I run the script get the error, then quit script, restart pc
decrypt drive go into gpo reset all under bitlocker to default
restart run script bitlocker work.

 

[SpyNetGirl]

Thanks for the reply no script clean fresh install.
I run the script get the error, then quit script, restart pc
decrypt drive go into gpo reset all under bitlocker to default
restart run script bitlocker work.

I did some research, looks like the problem happens when you don't have a proper TPM. Another one is about having self-encrypting drives but you said both laptops have the same specs so that shouldn't be relevant here. I've put extra checks in the script now to make sure all the requirements are met before users attempt to run it.
try using the latest version of the script from GitHub:

irm 'https://raw.githubusercontent.com/HotCakeX/Harden-Windows-Security/main/Harden-Windows-Security.ps1' | iex

GitHub - HotCakeX/Harden-Windows-Security: Harden Windows Safely, Securely using Official Supported Microsoft methods and proper explanation | Always up-to-date and works with the latest build of Windows | Provides tools and Guides for Personal, Ente

Harden Windows Safely, Securely using Official Supported Microsoft methods and proper explanation | Always up-to-date and works with the latest build of Windows | Provides tools and Guides for Pers...

github.com

Do you still get error when you use a simple PIN like "12345678910" ?

just a disclaimer: I can't guarantee people use untampered Windows or what they do to their system, like bypassing Windows 11 requirements during installation etc with rufus. That's beyond the current scope of the script. I can only guarantee that the script works on a normal installation, the way it's supposed to be.
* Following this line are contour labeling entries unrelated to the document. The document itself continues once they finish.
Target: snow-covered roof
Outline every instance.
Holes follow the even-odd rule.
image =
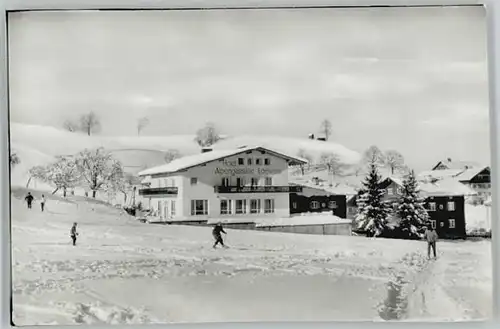
[[[417,175],[418,178],[434,178],[442,179],[446,177],[455,177],[464,172],[465,169],[443,169],[443,170],[427,170]]]
[[[181,170],[186,170],[186,169],[189,169],[192,167],[196,167],[196,166],[208,163],[208,162],[216,161],[219,159],[223,159],[226,157],[238,155],[238,154],[245,153],[248,151],[253,151],[253,150],[266,151],[269,154],[273,154],[277,157],[289,160],[291,162],[291,164],[307,163],[306,160],[300,159],[298,157],[291,157],[291,156],[288,156],[288,155],[285,155],[282,153],[278,153],[278,152],[270,150],[270,149],[266,149],[266,148],[259,147],[259,146],[253,146],[253,147],[241,147],[241,148],[232,149],[232,150],[213,150],[210,152],[199,153],[199,154],[195,154],[195,155],[182,157],[182,158],[176,159],[170,163],[143,170],[143,171],[139,172],[139,176],[175,173],[175,172],[178,172]]]
[[[489,167],[484,166],[484,167],[467,169],[464,172],[462,172],[460,175],[458,175],[457,179],[461,182],[468,182],[468,181],[472,180],[474,177],[476,177],[477,175],[479,175],[485,169],[489,169]]]
[[[352,220],[340,218],[331,213],[328,214],[304,214],[289,218],[266,218],[258,221],[256,227],[275,226],[306,226],[306,225],[328,225],[328,224],[351,224]]]
[[[399,177],[388,177],[399,186],[403,186],[403,180]],[[477,193],[457,181],[455,178],[444,178],[436,181],[418,180],[419,191],[426,196],[468,196]]]
[[[456,179],[447,178],[431,182],[419,182],[419,188],[427,196],[470,196],[477,192],[458,182]]]
[[[475,167],[481,167],[481,165],[477,162],[473,161],[449,161],[449,160],[443,160],[439,161],[433,169],[437,168],[440,164],[446,166],[448,169],[468,169],[468,168],[475,168]]]
[[[304,186],[316,190],[325,191],[327,193],[335,194],[335,195],[355,195],[357,193],[356,189],[352,186],[342,184],[342,183],[334,183],[332,186],[326,183],[319,183],[316,185],[311,181],[300,181],[300,182],[292,182],[290,185],[299,185]]]

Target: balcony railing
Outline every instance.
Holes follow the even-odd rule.
[[[161,195],[161,194],[177,194],[179,189],[177,187],[155,187],[155,188],[143,188],[139,190],[139,195],[150,196],[150,195]]]
[[[300,193],[302,186],[215,186],[215,193]]]

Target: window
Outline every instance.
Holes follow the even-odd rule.
[[[221,215],[230,215],[232,213],[232,200],[220,200]]]
[[[266,214],[274,213],[274,200],[273,199],[264,200],[264,212]]]
[[[311,209],[319,209],[319,202],[311,201]]]
[[[259,199],[250,200],[250,213],[251,214],[260,213],[260,200]]]
[[[247,212],[247,200],[236,200],[236,213],[245,214]]]
[[[208,215],[208,200],[191,200],[191,216]]]
[[[170,201],[170,216],[175,217],[175,200]]]

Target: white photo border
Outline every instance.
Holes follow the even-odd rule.
[[[317,323],[211,323],[211,324],[162,324],[156,327],[168,328],[226,328],[226,329],[289,329],[289,328],[336,328],[363,329],[369,327],[399,327],[433,329],[446,326],[455,328],[497,328],[500,322],[500,223],[499,218],[500,176],[500,1],[499,0],[0,0],[0,328],[11,324],[11,249],[10,249],[10,176],[8,154],[9,111],[8,111],[8,49],[7,14],[9,11],[24,10],[99,10],[99,9],[243,9],[243,8],[306,8],[306,7],[357,7],[357,6],[464,6],[484,5],[488,21],[488,70],[490,97],[490,147],[492,170],[492,261],[493,261],[493,318],[485,322],[423,323],[423,322],[317,322]],[[498,58],[498,60],[497,60]],[[74,328],[74,326],[57,326]],[[116,326],[93,326],[113,328]],[[119,327],[119,326],[118,326]],[[127,328],[148,328],[151,325],[134,325]]]

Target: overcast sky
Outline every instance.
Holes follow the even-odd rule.
[[[329,119],[417,168],[489,163],[481,7],[16,13],[9,37],[12,121],[306,137]]]

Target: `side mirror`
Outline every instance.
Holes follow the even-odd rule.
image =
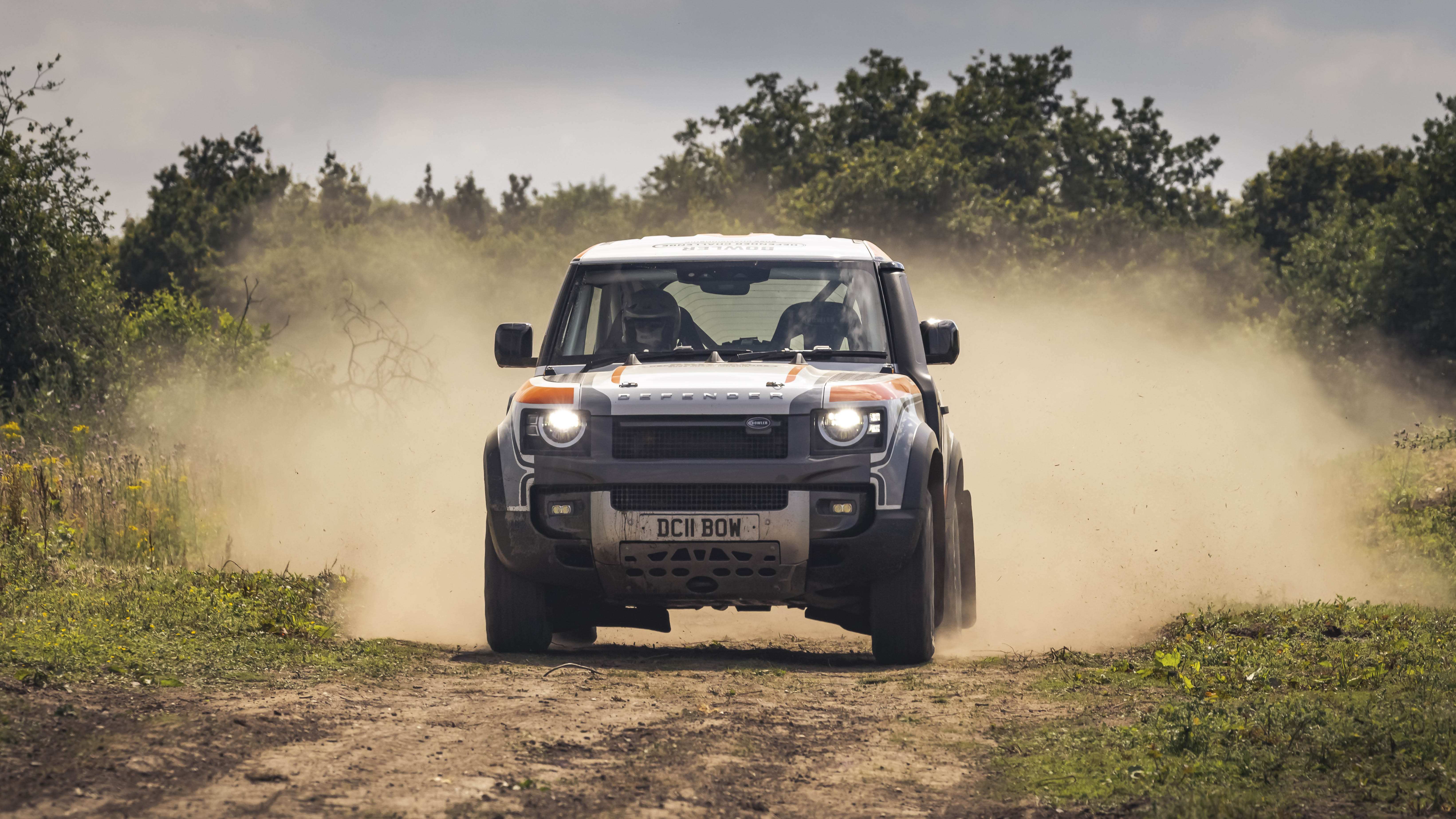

I always test the script multiple times in different scenarios before introducing any changes to it and releasing it.

 

[Tume]

I noticed problem with TLS Security part. It breaks Battle.net launcher.

[BUG?] TLS Security - Break Battle.net Launcher · Issue #38 · HotCakeX/Harden-Windows-Security

 

[NormanF]

I tried this and SAC blocked Windows Security. Ouch!

SAC is smart but its not ready for prime time because with Microsoft, its an all or nothing security concept. You want the end user to be able to override an SAC decision through whitelisting. If it makes a mistake, there's currently no way to undo it.

 

[NormanF]

any help for those of us stuck in win10 for hardware reasons?

I'm running Windows 11 on a mobile workstation with an unsupported processor and 1.2 TPM. The TPM is upgradeable but the wise geniuses at Infineon elected not to provide an upgrade installer. Apart from that Windows 11 runs without issues.